Organizing with Makefiles
GNU "make" (https://www.gnu.org/software/make/) will help you organize your code and testing. You only need to learn a few things about make to be productive.
First, you create text file called "Makefile" (or "makefile"). Whenever you run something on the command line that you might want to run again, you should probably put it into your Makefile so you don't have to go searching through your history to find the magic incantation of some command that actually did what you wanted. Don't be like me and think "It's totally OK to leave my sunglasses in the driver's seat because I definitely will not forget they are there and then sit on them when I come back to my car." Don't trust your memory, just add it to you Makefile.

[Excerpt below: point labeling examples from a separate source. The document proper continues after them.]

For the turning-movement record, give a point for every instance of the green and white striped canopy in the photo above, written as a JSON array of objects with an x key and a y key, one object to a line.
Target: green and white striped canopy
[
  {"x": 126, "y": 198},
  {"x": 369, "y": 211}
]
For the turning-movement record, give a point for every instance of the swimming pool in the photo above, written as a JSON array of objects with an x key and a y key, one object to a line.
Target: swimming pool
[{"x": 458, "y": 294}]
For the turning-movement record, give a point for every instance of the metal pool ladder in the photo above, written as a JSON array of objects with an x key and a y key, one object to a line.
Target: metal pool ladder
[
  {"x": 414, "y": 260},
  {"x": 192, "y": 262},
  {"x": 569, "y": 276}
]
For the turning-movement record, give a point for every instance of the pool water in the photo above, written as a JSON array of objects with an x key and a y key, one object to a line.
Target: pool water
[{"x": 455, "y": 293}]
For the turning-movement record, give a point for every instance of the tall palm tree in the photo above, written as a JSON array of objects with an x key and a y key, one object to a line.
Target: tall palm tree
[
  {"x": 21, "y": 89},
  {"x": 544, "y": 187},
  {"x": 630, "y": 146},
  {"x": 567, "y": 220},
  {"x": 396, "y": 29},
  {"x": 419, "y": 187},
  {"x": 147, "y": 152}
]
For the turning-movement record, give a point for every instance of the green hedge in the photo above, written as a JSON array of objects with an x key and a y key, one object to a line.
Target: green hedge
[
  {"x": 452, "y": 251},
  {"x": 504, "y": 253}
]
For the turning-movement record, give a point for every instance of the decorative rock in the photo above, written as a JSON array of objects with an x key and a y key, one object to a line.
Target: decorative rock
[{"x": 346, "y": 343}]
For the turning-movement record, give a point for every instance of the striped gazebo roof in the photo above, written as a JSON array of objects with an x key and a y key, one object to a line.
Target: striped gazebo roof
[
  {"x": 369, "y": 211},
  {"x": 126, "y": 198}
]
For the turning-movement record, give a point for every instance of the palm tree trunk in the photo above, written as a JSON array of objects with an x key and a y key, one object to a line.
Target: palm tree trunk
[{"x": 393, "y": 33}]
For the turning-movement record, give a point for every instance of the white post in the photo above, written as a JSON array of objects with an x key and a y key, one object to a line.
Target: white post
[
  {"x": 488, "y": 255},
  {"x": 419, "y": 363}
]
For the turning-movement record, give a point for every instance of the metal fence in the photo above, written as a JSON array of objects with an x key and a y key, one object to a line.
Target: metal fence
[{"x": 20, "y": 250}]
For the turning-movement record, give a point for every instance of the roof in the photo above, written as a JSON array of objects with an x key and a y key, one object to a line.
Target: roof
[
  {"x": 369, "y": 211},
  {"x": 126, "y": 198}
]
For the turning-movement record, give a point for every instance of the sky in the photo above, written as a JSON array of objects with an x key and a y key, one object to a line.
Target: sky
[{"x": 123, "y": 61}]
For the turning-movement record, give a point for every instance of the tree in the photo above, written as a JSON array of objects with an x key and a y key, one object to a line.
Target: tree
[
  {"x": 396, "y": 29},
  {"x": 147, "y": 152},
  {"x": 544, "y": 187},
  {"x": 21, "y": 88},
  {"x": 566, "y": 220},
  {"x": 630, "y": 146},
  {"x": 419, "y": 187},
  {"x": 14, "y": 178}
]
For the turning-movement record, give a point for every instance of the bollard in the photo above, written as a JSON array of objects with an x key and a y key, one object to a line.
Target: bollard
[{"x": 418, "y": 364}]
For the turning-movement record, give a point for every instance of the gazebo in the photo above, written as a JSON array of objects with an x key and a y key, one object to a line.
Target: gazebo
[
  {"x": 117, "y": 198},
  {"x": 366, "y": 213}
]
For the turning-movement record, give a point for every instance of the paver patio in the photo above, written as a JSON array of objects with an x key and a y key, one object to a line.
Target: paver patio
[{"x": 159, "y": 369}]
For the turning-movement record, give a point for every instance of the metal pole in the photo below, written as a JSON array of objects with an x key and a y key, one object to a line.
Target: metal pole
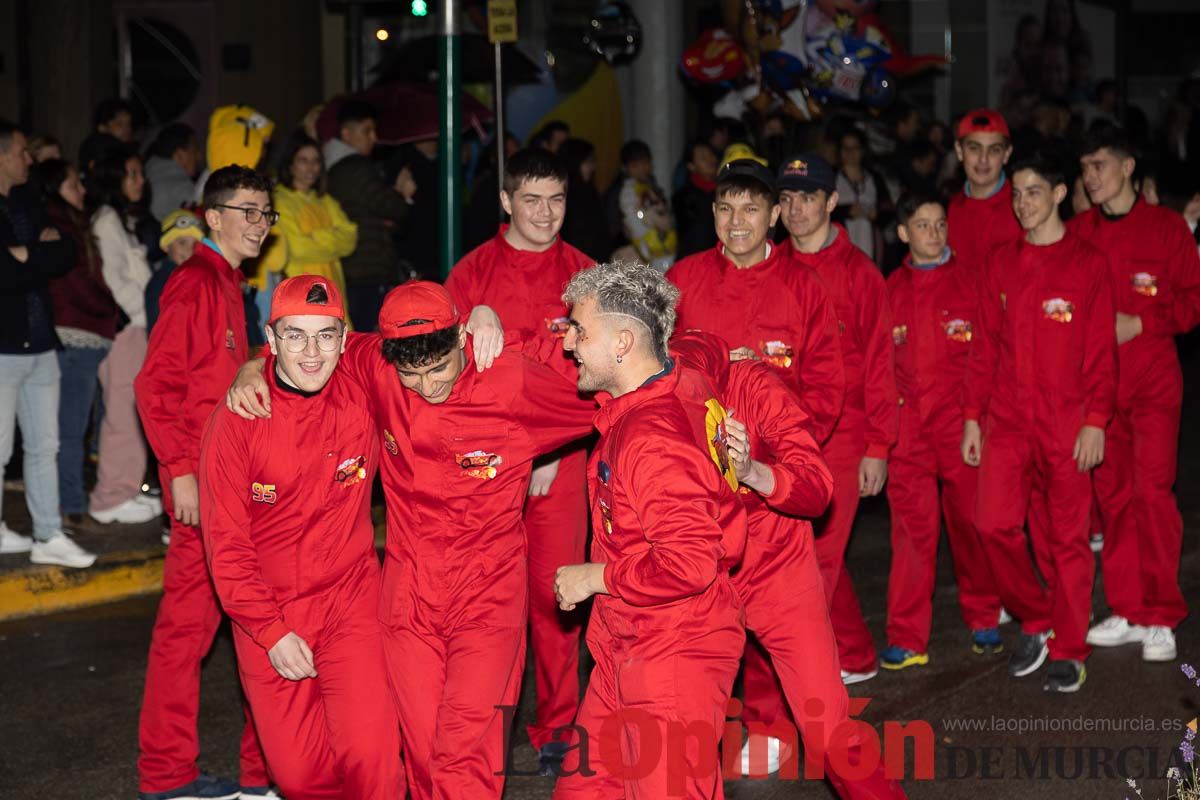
[
  {"x": 449, "y": 82},
  {"x": 499, "y": 125}
]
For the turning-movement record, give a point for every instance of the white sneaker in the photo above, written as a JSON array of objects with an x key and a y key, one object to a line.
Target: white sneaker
[
  {"x": 1158, "y": 644},
  {"x": 775, "y": 752},
  {"x": 850, "y": 678},
  {"x": 150, "y": 501},
  {"x": 131, "y": 512},
  {"x": 13, "y": 542},
  {"x": 1115, "y": 631},
  {"x": 61, "y": 552}
]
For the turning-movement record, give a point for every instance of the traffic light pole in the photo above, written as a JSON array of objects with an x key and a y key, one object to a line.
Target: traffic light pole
[{"x": 449, "y": 127}]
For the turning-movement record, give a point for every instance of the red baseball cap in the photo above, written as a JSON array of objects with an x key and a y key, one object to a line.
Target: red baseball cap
[
  {"x": 294, "y": 298},
  {"x": 417, "y": 300},
  {"x": 982, "y": 120}
]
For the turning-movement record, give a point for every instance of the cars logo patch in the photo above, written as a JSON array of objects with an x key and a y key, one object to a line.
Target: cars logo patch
[
  {"x": 1145, "y": 283},
  {"x": 558, "y": 326},
  {"x": 719, "y": 441},
  {"x": 479, "y": 464},
  {"x": 1059, "y": 310},
  {"x": 958, "y": 330},
  {"x": 777, "y": 354},
  {"x": 351, "y": 471}
]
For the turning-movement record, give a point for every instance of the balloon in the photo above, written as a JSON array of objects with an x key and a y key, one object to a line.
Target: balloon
[{"x": 615, "y": 32}]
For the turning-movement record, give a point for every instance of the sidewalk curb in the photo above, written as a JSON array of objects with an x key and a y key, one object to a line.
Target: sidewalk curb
[{"x": 36, "y": 590}]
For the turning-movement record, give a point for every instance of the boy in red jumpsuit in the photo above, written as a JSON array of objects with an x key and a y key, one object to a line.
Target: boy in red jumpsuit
[
  {"x": 667, "y": 627},
  {"x": 1041, "y": 386},
  {"x": 858, "y": 449},
  {"x": 783, "y": 481},
  {"x": 934, "y": 301},
  {"x": 981, "y": 216},
  {"x": 521, "y": 274},
  {"x": 289, "y": 541},
  {"x": 193, "y": 354},
  {"x": 1157, "y": 283}
]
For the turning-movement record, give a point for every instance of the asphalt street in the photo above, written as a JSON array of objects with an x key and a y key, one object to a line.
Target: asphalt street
[{"x": 71, "y": 687}]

If you check out "github.com:kyclark/metagenomics-book.git", you will find a "problems/dna" directory with a finished version of the "dna.pl6" program along with sample data, a test script, and a Makefile that looks like this
$ cat -n Makefile
1 .PHONY: run file test
2
3 run:
4 ./dna.py AGCTTTTCATTCTGACTGCAACGGGCAATATGTCTCTGTGTGGATTAAAAAAAGAGTGTCTGATAGCAGC
5
6 file:
7 ./dna.py test.txt
8
9 test:
10 python3 -m pytest -v test.py
If you type make
, you should see this:
$ make
./dna.py AGCTTTTCATTCTGACTGCAACGGGCAATATGTCTCTGTGTGGATTAAAAAAAGAGTGTCTGATAGCAGC
20 12 17 21
Without any arguments, make
will execute the first "target" which is basically a word-ish thing followed by a colon, which in this case is "run." If you make run
, you will see the same thing. The make file
target executes the script with a file as the input rather than a string, and make test
will run the "test.pl6" script:
$ make test
python3 -m pytest -v test.py
============================= test session starts ==============================
platform darwin -- Python 3.5.3, pytest-3.0.7, py-1.4.33, pluggy-0.4.0 -- /Users/kyclark/anaconda3/bin/python3
cachedir: .cache
rootdir: /Users/kyclark/work/metagenomics-book/problems/dna, inifile:
collected 4 items
test.py::test_script_exists PASSED
test.py::test_usage PASSED
test.py::test_arg PASSED
test.py::test_file PASSED
=========================== 4 passed in 0.13 seconds ===========================
Find unclustered protein sequences
A labmate of mine wanted help finding the sequences of proteins that failed to cluster. Rather than writing the solution as a shell script, I found myself writing a Makefile as it easily allowed me to re-run certain steps while I worked out the kinks in my logic.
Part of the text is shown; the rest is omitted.